Le ZAN est un objectif fixé par la loi Climat et Résilience de 2021 : atteindre zéro artificialisation nette des sols à l’échelle nationale en 2050, avec une réduction de moitié de la consommation d’espaces naturels, agricoles et forestiers d’ici 2030.

Q2 : Le ZAN interdit-il totalement de construire ?
Non. Le ZAN n’interdit pas de construire, mais il impose de construire autrement : privilégier la densification, la réhabilitation des friches et le recyclage des terrains déjà artificialisés.

Q3 : Qu’est-ce que le “rétrozonage” et quelles sont ses conséquences ?
Le rétrozonage est le reclassement de terrains initialement constructibles en zones agricoles, naturelles ou forestières dans les PLU révisés. Cette perte de constructibilité ne donne pas droit à indemnisation.

Q4 : Comment le ZAN impacte-t-il le prix des terrains à bâtir ?
Le ZAN réduit l’offre de terrains constructibles, ce qui entraîne une hausse des prix dans les zones tendues. À l’inverse, les terrains déclassés voient leur valeur s’effondrer.

Q5 : Les projets commerciaux sont-ils concernés par le ZAN ?
Oui, et même plus rapidement que les autres projets. Le ZAN s’applique immédiatement aux projets commerciaux, sans attendre la révision des documents d’urbanisme.
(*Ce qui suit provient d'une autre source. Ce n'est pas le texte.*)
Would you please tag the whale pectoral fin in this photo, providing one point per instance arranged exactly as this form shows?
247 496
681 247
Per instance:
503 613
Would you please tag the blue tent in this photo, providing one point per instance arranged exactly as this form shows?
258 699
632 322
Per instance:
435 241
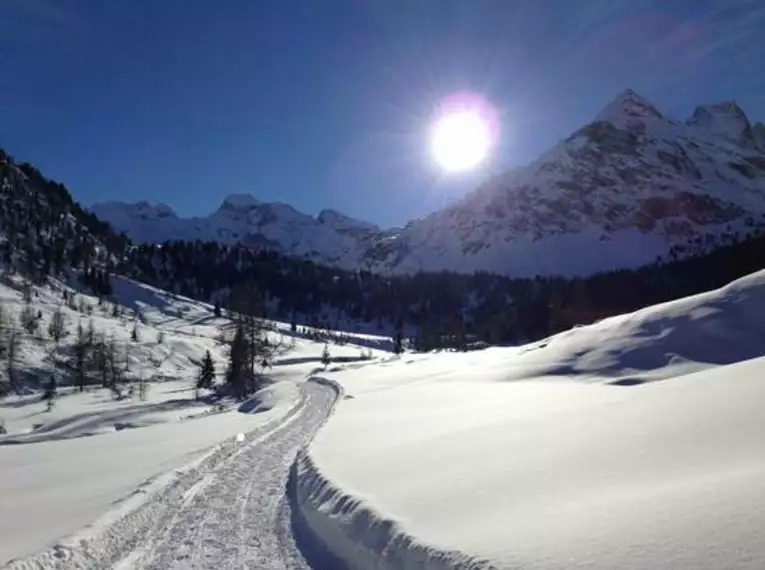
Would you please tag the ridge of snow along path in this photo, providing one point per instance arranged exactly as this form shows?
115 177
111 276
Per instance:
228 511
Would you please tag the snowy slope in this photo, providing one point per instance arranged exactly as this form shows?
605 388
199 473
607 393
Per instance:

Q6 : Quelles sont les alternatives pour un franchisé qui cherche un emplacement ?
Privilégier les friches commerciales ou industrielles, les terrains déjà artificialisés, les surélévations et les réhabilitations de bâtiments existants.

Q7 : Comment un réseau de franchise peut-il s’adapter au ZAN ?
En intégrant la contrainte foncière dans sa stratégie de développement, en formant ses franchisés aux nouvelles règles, en anticipant les révisions des PLU et en travaillant en lien avec les collectivités locales.

Q8 : Existe-t-il des dérogations au ZAN ?
Oui, notamment pour les projets d’envergure nationale ou européenne d’intérêt général majeur, qui peuvent bénéficier d’une mutualisation de la consommation d’espaces au niveau national.